The defendant, the 65-year-old half-sister of the monarch's daughter, stood accused of "disturbing the peace of the dead" by agreeing to the exhumation in 2012, the Tribune de Genève daily reported.
Mwambutsa, who ruled from 1915 until he was overthrown in 1966, had lived in Switzerland for 12 years when he died and had asked to be buried in the small Alpine nation.
But his daughter and the Burundian government campaigned for the return of his remains to his native country for a national funeral ceremony and had asked the defendant, whose name was not given, to help, the paper reported.
But since 2012, Mwambutsa IV's remains have been stuck in Geneva, since one of his nieces, Esther Kamatari, opposed their transfer to Burundi.
"I believe there are people who were closer to the king, who should determine his fate," the defendant told the court, the ATS news agency reported.

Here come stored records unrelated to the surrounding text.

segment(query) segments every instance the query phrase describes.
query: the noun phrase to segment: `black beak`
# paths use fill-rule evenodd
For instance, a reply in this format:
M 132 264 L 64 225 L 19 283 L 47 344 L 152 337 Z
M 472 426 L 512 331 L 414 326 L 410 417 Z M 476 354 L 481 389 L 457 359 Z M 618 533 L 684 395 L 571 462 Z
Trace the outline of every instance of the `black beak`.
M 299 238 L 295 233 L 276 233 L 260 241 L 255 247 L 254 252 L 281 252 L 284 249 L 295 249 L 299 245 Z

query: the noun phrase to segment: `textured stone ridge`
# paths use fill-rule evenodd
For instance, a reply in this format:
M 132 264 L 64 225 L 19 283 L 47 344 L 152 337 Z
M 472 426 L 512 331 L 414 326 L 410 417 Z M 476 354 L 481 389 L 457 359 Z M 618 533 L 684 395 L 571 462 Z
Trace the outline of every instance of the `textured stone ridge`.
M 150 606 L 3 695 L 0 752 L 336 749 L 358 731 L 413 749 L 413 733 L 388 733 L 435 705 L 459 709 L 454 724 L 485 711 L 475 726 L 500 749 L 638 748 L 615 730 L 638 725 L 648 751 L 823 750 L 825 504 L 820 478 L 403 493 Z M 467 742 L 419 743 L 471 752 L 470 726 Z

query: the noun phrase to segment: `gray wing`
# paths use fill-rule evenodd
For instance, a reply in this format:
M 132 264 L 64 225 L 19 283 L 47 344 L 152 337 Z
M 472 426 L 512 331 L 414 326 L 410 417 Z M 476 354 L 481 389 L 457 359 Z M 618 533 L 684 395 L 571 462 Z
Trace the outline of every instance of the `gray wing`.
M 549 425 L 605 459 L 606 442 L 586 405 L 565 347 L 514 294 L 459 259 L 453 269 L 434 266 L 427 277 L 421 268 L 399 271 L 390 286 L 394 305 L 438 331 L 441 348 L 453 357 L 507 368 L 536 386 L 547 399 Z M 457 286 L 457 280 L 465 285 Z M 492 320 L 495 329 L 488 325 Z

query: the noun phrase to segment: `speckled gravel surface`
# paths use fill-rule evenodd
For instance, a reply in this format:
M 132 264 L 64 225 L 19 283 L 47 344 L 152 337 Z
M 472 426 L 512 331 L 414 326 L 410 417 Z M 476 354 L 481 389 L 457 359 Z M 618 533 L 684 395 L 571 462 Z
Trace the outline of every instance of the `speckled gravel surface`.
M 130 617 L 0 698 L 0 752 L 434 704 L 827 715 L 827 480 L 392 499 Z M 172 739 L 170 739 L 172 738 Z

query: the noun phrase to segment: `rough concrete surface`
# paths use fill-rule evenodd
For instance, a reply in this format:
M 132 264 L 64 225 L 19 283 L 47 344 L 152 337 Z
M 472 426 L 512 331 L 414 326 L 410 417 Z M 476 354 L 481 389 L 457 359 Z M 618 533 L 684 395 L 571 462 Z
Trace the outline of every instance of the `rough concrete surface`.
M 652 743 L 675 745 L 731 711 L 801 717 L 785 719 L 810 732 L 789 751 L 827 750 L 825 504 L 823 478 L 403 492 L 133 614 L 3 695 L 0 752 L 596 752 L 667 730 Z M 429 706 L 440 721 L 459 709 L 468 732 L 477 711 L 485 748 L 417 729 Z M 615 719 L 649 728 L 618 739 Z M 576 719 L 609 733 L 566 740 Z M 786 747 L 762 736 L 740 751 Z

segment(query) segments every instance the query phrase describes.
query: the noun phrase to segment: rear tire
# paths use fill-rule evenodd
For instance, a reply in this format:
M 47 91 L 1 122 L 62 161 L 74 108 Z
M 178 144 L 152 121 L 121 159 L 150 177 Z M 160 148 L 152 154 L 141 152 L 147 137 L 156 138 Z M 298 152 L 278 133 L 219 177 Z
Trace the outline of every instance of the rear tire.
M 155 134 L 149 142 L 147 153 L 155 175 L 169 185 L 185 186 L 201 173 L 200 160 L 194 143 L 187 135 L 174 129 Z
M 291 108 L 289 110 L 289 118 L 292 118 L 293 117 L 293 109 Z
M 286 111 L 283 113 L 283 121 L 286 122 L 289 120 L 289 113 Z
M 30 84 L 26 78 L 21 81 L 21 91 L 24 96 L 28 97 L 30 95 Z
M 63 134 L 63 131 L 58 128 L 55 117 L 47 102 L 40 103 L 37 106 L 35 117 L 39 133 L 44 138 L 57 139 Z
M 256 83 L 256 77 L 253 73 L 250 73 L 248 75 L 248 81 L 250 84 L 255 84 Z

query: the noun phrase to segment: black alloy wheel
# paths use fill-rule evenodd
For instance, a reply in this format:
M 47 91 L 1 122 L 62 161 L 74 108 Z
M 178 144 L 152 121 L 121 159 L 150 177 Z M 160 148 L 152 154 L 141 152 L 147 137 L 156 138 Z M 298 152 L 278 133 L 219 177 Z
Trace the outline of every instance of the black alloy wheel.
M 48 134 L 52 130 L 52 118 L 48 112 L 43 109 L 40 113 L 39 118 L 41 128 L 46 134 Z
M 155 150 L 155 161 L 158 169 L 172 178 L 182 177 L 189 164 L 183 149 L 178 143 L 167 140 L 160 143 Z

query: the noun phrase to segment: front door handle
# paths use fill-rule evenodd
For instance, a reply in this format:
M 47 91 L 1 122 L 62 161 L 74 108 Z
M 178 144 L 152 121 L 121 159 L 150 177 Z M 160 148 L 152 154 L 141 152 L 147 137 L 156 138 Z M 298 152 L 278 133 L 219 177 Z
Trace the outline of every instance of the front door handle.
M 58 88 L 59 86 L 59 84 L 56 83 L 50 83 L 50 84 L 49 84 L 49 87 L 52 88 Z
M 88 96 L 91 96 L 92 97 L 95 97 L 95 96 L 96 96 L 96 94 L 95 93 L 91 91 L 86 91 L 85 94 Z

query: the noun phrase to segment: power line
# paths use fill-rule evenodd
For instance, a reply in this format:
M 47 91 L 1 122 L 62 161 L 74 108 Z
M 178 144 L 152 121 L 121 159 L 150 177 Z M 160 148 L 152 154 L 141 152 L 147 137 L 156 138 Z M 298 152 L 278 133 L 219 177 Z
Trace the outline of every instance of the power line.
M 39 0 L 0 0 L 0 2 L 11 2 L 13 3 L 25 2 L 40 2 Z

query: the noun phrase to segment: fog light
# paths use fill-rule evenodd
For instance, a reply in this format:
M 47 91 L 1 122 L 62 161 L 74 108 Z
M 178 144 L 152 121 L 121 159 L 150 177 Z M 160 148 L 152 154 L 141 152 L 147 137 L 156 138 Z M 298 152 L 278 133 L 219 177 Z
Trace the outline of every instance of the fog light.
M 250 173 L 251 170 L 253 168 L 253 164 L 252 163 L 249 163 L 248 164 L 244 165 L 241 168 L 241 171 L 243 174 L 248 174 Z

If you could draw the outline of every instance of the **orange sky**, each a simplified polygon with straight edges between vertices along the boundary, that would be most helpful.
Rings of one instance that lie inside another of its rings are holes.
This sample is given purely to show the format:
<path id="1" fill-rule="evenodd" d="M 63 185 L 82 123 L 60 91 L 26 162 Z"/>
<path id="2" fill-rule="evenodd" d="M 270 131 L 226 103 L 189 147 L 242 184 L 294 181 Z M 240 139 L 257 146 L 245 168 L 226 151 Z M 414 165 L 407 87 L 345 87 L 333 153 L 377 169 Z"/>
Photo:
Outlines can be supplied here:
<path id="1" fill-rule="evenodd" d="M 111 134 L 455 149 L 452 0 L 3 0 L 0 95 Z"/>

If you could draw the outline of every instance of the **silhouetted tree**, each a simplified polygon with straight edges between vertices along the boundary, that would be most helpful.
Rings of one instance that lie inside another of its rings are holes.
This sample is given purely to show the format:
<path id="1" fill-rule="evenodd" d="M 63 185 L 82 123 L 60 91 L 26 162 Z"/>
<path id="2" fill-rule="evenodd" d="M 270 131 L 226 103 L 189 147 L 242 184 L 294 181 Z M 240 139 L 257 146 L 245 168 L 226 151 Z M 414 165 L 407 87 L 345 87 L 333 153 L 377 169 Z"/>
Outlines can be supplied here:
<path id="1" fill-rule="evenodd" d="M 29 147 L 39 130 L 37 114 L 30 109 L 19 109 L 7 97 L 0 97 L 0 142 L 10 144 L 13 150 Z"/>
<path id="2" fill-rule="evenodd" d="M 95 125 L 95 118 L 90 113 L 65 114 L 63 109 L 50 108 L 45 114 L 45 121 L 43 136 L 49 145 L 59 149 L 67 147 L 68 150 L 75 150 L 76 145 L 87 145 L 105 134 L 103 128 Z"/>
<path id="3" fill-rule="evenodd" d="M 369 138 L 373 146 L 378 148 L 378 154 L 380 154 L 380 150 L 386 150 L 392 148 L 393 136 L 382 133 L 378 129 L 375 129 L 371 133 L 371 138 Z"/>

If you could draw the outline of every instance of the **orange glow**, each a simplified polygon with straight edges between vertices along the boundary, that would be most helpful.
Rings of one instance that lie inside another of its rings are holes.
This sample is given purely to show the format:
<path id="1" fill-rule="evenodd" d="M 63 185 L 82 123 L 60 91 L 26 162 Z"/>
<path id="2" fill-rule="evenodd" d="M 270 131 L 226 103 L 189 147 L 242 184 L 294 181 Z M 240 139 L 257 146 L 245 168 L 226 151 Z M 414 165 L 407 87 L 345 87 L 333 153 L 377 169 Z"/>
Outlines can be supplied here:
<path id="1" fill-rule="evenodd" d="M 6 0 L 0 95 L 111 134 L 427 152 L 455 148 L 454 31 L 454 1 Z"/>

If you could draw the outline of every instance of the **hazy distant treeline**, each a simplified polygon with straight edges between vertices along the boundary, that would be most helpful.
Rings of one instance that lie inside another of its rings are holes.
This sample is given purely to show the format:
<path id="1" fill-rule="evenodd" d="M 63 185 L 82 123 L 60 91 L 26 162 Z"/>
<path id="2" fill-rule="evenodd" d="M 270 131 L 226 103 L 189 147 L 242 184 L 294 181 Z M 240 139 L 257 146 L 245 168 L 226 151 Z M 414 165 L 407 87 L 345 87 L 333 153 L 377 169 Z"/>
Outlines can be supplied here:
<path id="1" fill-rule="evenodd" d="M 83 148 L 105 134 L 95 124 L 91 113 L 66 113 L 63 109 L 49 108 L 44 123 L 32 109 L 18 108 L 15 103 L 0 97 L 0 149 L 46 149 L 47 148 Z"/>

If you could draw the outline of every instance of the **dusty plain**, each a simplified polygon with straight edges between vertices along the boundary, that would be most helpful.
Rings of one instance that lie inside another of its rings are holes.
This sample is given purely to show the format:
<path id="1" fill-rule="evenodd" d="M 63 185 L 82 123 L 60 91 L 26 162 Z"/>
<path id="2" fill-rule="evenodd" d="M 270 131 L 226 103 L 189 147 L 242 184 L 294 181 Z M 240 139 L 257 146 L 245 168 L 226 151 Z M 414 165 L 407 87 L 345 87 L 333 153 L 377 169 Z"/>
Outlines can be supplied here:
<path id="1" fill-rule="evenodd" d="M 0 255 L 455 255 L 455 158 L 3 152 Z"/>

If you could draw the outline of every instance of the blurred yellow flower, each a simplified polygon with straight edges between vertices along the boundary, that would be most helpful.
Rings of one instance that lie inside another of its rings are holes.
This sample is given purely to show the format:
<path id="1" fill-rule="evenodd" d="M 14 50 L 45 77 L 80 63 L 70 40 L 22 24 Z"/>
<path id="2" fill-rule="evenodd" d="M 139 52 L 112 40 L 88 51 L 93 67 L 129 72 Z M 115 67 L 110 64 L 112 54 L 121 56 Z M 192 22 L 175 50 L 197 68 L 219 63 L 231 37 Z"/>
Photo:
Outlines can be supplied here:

Her lawyer Alain Marti, who is also representing the Burundian government in the affair, called for her acquittal.
"This whole procedure is based on nothing," he said.
"My client only did what her half-sister asked her to do."
The Geneva criminal court will have to decide "between a cherished national reconciliation, of which Mwambutsa IV's remains are the symbol, and these procedures" launched by his niece Kamatari, who is a candidate in Burundi's upcoming presidential elections," Marti added.
The Geneva court should reach a verdict in the case in about two weeks.